I have been unable to discover any further information about Private Fitzgerald, who finished the day on 287*. Their stand was worth 623* and, though surpassed as an all time record for any wicket in all cricket in a match in Victoria in 1913/14, and twice more by Indian schoolboys - one of whom was a certain SR Tendulkar - still holds fourth place in the list. It does, for what it is worth remain the Irish, and indeed European, record.
Oates and the Fusiliers fought with great courage in Boer War between 1900 and 1902. No doubt he found time for cricket, which was widely played among the troops and, indeed, by many of their enemy.
He was severely wounded and returned home to half pay and his Nottinghamshire estate. Here, he wrote his best selling book - for those who like that sort of thing - Wild Ducks. How to rear them and how to shoot them. It might be said to have been a volume based on a contradiction!
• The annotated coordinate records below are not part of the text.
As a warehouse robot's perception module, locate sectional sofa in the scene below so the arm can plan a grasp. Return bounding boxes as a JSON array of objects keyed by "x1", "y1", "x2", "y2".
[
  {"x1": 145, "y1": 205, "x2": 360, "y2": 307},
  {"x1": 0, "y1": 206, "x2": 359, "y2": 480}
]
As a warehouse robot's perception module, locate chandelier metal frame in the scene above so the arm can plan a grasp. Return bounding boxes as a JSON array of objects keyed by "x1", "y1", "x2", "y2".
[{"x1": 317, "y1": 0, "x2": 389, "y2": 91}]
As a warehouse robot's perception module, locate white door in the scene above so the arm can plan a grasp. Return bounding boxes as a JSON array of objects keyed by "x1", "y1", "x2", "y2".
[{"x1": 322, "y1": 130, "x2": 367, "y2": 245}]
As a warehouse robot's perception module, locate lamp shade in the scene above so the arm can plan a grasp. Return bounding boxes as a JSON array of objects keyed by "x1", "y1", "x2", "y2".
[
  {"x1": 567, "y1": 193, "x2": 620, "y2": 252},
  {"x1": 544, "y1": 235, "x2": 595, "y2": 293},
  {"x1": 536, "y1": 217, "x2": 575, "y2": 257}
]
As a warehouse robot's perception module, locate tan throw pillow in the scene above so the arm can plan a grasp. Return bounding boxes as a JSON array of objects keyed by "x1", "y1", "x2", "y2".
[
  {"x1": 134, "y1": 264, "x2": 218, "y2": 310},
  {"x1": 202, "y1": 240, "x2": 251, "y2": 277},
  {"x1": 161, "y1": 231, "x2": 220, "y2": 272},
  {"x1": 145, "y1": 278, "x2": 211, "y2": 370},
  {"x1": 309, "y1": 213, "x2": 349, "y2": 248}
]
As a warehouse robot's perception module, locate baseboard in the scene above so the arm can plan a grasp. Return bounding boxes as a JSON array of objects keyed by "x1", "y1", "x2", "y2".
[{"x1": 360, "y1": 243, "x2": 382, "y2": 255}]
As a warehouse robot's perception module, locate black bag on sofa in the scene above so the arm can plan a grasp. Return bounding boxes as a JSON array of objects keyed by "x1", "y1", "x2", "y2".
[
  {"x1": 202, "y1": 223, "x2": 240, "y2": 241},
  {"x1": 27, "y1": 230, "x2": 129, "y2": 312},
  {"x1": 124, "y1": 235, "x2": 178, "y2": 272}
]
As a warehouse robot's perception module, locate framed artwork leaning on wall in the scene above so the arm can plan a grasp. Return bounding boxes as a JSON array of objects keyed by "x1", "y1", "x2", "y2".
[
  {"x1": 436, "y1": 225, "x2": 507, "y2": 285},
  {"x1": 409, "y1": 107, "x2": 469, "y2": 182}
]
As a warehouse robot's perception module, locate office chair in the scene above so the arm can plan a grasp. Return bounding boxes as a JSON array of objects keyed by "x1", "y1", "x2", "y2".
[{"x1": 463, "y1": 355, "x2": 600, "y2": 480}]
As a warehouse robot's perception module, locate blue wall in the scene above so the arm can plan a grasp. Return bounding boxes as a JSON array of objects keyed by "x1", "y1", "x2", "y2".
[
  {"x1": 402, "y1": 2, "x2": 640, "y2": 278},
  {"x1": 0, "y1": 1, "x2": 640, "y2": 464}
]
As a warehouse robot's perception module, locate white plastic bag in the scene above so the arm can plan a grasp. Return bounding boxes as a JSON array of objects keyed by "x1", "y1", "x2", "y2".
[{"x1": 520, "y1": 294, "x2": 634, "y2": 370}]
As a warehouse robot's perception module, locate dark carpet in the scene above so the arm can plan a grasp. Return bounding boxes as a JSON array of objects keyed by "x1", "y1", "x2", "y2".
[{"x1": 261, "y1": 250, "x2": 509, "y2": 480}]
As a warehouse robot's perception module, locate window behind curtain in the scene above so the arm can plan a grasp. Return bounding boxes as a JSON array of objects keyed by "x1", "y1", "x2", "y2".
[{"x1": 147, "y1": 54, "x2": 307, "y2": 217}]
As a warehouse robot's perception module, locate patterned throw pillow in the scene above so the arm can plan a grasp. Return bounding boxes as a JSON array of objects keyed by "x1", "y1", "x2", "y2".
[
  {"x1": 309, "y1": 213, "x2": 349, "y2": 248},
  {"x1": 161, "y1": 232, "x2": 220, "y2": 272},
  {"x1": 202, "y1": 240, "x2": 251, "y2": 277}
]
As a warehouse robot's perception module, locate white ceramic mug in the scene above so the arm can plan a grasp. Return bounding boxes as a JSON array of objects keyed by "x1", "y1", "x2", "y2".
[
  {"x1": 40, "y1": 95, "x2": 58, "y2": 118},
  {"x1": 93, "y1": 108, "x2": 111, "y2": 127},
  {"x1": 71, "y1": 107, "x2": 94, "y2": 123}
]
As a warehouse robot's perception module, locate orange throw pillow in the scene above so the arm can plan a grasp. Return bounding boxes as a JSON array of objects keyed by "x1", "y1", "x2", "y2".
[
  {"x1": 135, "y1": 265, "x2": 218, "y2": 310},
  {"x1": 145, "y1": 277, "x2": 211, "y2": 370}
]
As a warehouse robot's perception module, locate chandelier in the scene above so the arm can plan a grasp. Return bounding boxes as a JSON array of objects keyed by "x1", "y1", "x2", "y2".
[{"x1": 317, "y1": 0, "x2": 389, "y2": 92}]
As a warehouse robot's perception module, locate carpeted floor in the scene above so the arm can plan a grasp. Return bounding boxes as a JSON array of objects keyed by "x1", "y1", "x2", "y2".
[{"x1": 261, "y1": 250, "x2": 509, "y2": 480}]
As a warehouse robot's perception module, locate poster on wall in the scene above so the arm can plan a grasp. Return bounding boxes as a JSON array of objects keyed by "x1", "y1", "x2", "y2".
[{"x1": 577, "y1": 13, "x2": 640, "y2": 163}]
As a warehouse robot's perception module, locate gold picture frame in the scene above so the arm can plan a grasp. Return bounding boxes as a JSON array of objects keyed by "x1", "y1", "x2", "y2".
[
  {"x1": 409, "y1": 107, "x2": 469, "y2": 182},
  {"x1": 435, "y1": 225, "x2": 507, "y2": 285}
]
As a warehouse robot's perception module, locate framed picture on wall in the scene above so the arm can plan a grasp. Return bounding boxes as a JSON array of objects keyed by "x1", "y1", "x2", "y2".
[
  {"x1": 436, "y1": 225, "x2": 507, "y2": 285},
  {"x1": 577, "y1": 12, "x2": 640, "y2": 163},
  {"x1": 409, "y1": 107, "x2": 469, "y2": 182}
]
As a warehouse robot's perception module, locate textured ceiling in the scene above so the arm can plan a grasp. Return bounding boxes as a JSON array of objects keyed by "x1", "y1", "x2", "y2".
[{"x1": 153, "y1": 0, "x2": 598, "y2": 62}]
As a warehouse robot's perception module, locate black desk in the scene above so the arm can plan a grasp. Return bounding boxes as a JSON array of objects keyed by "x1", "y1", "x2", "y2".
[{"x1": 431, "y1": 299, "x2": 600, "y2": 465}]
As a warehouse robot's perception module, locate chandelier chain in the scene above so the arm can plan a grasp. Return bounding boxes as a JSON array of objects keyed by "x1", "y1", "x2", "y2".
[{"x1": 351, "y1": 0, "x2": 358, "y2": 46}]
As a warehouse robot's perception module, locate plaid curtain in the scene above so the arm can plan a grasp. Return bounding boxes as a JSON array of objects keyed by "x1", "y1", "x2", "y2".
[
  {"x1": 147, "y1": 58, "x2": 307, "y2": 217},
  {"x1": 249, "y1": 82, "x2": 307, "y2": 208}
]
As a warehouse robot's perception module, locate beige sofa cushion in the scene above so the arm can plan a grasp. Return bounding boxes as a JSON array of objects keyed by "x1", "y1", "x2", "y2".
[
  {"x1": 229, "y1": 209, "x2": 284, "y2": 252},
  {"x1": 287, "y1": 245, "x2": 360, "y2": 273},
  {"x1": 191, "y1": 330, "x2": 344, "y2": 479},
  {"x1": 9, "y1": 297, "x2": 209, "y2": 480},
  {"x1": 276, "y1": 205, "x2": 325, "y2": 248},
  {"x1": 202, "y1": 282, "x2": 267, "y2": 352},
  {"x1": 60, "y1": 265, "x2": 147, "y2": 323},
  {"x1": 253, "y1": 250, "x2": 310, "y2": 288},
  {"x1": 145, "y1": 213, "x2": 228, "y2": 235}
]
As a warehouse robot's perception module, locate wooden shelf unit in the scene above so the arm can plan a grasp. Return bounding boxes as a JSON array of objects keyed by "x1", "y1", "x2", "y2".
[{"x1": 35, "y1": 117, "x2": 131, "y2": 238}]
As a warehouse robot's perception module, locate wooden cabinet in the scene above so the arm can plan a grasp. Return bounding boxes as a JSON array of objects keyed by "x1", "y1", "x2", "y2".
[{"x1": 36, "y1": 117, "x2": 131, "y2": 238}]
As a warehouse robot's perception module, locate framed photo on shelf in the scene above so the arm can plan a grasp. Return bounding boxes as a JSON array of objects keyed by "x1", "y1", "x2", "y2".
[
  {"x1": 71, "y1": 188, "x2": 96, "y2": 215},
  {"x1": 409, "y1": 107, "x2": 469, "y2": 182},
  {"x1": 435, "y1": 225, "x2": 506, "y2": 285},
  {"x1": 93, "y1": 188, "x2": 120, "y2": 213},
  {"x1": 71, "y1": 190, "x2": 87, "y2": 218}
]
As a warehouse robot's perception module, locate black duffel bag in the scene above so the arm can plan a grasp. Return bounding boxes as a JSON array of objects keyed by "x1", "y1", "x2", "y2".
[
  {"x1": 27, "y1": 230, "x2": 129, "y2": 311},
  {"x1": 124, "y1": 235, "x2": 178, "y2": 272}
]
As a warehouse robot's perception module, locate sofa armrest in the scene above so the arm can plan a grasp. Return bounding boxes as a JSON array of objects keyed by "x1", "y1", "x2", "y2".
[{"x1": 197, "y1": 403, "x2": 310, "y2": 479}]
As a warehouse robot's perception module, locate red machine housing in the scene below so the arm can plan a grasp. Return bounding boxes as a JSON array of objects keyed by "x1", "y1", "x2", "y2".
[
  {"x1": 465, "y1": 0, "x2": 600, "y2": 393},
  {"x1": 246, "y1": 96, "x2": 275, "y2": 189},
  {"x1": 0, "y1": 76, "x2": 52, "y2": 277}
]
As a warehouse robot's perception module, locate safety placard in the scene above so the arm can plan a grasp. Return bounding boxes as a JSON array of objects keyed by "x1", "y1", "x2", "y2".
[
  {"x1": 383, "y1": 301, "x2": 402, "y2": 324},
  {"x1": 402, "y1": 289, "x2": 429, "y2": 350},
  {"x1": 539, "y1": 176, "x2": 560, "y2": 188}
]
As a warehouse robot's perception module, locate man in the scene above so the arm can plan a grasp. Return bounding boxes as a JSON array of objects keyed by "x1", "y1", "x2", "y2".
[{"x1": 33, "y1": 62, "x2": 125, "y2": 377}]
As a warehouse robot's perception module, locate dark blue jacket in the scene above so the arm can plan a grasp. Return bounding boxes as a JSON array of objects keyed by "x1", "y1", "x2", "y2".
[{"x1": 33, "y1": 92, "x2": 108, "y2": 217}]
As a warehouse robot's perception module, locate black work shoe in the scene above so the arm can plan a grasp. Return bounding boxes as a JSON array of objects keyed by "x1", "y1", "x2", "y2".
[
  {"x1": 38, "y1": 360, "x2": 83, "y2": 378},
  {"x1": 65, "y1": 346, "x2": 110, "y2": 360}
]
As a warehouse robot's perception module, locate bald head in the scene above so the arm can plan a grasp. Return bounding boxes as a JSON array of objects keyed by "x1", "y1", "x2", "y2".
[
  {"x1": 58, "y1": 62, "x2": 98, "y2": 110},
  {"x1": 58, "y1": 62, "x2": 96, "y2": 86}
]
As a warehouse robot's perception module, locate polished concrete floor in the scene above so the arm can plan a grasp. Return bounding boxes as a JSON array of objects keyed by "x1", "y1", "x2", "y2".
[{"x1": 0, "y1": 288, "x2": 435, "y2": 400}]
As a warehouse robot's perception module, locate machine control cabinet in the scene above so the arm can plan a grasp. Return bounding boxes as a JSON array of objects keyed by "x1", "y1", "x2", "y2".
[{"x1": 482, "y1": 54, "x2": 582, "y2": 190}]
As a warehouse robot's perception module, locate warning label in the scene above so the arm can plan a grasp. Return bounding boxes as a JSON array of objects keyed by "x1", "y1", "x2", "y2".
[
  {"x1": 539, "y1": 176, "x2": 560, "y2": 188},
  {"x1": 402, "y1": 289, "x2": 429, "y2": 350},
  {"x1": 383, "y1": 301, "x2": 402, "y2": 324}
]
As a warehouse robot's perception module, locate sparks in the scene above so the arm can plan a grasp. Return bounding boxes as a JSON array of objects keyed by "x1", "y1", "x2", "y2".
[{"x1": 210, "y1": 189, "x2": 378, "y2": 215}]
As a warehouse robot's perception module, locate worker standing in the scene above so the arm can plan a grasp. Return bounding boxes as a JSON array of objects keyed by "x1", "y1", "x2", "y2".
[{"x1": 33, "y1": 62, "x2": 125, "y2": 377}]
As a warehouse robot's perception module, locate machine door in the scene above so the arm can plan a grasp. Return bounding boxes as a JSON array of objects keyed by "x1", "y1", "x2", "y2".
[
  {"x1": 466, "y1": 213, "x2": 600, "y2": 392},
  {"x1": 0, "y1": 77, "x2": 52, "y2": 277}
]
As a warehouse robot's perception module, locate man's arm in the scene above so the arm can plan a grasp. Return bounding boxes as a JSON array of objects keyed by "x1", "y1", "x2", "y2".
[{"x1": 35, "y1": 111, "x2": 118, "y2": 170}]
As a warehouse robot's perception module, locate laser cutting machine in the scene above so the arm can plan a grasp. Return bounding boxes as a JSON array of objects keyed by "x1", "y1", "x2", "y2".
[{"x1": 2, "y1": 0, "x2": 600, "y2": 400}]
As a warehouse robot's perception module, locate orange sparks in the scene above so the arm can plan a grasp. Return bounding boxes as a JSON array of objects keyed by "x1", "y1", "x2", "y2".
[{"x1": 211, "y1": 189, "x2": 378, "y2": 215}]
When war broke out in 1914, he was commissioned Lieutenant-Colonel and became commanding officer of the territorial battalions of the local regiment, the 2/8 Sherwood Foresters.
These were the troops sent to Dublin to help suppress the Easter Rising in 1916. They were also the troops who suffered more than 200 casualties at the narrow Mount Street Bridge crossing of the Grand Canal as they tried to gain access to the city from Kingstown, as it was still officially called. To the best of my knowledge Oates was not with them, but was in France, though any clarification on this point would be welcome.
He wrote a history of the regiment at war, but I have been unable to see a copy. He was certainly at their head in France and Belgium in 1917 - 1918. He led them in some of the fiercest fighting of the war at Passchendaele in the former year, being himself awarded the DSO.
The following year he was promoted Acting Brigadier - General, and headed his men in action against the final German offensive of the War. He received two "Mentions in Dispatches."
The war over he returned to private life, taking an interest in the newspaper and becoming a Justice of the Peace.
He wrote the regimental history, and returned also, as long as his health allowed, to his old passions of hunting, shooting and fishing.
He died in the Bromhead Nursing Home, Lincoln on 20 February 1942.